Even a stopped clock tells the right time twice a day
Over on political betting Mike Smithson has a post on whether fuel prices drive voting intentions, accompanied by a graph showing that a peak in petrol prices in Summer 2008 co-incided with a low point in Labour's polling, while a slump in petrol prices co-incided with a comparatively good polling position for Labour in January 2009. In the past I've had comments here from other people seemingly convinced that petrol prices are the sole driver of voting intentions.
Below is the same graph of average petrol prices, but overlaid with a line showing the Labour government's lead in the polls (or in most cases, their deficit in the polls) throughtout the time period of 2007 to 2010, rather than just those two points. You can see the peak and trough in summer 2008 and Jan 2009, but you can also see the lack of a relationship the rest of the time - petrol prices dropped sharply in autumn 2006 with no corresponding increase in government support, rose throughout 2008 with no obvious drop in government support, from spring 2009 to spring 2010 there was a steady increase in petrol prices and government support.

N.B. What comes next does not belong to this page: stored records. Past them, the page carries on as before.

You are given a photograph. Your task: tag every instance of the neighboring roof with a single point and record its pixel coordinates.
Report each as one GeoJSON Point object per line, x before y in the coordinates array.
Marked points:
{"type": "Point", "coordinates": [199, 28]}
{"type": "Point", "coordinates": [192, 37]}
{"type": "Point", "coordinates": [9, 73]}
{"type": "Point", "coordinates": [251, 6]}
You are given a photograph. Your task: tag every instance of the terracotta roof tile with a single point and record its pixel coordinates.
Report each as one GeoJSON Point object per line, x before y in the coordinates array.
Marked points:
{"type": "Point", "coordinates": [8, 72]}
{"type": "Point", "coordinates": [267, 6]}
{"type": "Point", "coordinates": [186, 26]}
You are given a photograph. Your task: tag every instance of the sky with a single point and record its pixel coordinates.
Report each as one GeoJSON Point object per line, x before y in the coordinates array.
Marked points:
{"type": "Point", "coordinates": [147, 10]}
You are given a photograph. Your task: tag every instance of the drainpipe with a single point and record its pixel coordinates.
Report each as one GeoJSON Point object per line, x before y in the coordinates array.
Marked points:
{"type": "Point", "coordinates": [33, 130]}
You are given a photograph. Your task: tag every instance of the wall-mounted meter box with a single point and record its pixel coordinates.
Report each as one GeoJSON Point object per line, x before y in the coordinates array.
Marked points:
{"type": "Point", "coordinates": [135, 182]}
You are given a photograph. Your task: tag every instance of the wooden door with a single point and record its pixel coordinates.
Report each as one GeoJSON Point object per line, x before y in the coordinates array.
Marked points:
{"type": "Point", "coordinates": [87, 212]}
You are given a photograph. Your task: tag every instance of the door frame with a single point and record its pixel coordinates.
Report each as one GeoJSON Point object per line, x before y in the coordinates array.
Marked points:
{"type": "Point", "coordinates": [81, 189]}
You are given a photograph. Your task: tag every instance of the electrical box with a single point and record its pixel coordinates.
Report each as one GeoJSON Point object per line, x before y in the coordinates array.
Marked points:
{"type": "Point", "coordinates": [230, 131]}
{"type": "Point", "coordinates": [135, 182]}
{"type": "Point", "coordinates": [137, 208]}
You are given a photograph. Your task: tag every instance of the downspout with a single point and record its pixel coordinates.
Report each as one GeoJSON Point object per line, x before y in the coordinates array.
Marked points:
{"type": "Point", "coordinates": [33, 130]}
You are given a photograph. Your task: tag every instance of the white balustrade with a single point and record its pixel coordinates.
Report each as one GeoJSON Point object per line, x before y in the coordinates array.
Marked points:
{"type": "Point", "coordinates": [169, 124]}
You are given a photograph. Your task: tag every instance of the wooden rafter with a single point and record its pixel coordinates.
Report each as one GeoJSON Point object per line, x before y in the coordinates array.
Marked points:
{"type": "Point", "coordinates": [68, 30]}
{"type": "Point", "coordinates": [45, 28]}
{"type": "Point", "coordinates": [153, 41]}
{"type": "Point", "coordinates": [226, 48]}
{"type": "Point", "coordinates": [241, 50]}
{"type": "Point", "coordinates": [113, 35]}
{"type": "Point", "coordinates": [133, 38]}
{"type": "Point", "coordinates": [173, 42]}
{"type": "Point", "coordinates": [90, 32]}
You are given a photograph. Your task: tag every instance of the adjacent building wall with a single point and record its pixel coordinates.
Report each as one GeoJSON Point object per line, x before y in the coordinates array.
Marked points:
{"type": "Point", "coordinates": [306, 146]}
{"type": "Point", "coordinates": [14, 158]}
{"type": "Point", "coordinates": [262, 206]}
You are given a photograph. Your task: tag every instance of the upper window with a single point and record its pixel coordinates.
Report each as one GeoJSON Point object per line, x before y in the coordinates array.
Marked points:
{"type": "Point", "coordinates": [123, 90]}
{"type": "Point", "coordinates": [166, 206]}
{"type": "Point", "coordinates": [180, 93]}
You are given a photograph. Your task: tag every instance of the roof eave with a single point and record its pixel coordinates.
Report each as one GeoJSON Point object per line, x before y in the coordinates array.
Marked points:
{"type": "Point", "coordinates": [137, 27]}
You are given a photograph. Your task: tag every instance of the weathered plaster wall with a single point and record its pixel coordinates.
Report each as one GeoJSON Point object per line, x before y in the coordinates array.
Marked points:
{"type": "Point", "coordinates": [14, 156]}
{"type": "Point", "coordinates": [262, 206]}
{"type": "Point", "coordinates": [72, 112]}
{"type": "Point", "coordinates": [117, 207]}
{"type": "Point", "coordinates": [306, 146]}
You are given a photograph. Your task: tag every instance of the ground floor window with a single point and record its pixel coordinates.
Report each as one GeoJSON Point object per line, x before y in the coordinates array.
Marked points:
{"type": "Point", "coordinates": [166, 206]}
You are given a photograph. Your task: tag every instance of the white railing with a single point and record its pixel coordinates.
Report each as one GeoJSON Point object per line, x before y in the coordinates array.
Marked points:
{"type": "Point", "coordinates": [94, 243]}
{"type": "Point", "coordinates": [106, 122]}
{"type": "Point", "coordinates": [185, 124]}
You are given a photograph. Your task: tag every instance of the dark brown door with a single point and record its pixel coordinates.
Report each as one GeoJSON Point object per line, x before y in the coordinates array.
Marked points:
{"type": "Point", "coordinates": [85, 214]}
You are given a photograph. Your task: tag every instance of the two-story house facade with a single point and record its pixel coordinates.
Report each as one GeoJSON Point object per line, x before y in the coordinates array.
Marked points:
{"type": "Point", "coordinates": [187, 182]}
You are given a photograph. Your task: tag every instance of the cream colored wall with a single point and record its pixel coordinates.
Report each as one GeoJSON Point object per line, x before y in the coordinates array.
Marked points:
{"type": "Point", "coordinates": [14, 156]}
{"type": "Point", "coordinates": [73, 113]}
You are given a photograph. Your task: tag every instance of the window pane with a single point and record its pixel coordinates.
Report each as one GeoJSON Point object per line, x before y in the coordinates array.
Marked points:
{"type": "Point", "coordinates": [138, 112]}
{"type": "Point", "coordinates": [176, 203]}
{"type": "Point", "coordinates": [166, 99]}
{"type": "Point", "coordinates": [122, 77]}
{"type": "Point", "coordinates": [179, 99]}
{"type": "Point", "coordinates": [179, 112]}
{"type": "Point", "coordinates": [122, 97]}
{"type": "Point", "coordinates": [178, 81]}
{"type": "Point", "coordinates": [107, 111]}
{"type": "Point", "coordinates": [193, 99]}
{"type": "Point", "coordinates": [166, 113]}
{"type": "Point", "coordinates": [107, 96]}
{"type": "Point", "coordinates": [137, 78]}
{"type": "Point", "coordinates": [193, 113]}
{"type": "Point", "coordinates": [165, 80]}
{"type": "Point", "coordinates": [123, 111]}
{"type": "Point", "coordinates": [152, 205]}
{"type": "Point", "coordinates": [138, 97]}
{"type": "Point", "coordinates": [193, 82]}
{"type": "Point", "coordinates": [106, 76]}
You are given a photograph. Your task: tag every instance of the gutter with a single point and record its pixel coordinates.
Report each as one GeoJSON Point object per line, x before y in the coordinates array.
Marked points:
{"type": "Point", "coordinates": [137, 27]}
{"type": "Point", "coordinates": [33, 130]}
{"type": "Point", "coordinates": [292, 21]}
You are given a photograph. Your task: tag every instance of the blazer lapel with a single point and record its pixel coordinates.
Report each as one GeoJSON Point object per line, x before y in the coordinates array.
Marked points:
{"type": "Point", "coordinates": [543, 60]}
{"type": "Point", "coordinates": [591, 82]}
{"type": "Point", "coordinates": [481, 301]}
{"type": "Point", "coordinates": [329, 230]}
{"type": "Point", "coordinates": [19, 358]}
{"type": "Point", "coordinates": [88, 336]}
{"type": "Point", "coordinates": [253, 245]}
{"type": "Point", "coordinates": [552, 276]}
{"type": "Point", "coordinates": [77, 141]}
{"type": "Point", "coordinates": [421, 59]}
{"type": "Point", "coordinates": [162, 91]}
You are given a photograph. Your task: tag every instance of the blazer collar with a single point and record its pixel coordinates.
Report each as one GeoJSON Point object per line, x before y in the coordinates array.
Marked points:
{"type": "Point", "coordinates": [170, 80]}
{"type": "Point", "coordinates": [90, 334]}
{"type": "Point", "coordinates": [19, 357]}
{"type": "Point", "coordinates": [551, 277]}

There will be some indirect relationship between fuel prices and government support, simply because petrol prices are strongly related to the price of oil and the oil price is plugged into the wider global economy. The collapse in petrol prices between Summer 2008 and January 2009 came as a result of the economic crisis and a sharp retraction in demand for oil. The increase in support for the government probably came from their response to the crisis and a positive public reaction to the handling of the bank bailout - so the correlation between falling petrol prices and rising government support in 2008 probably wasn't co-incidence, but it's likely that the two events shared a common cause (the credit crunch) rather than any direct causal link. Outside that time period, there is no obvious correlation.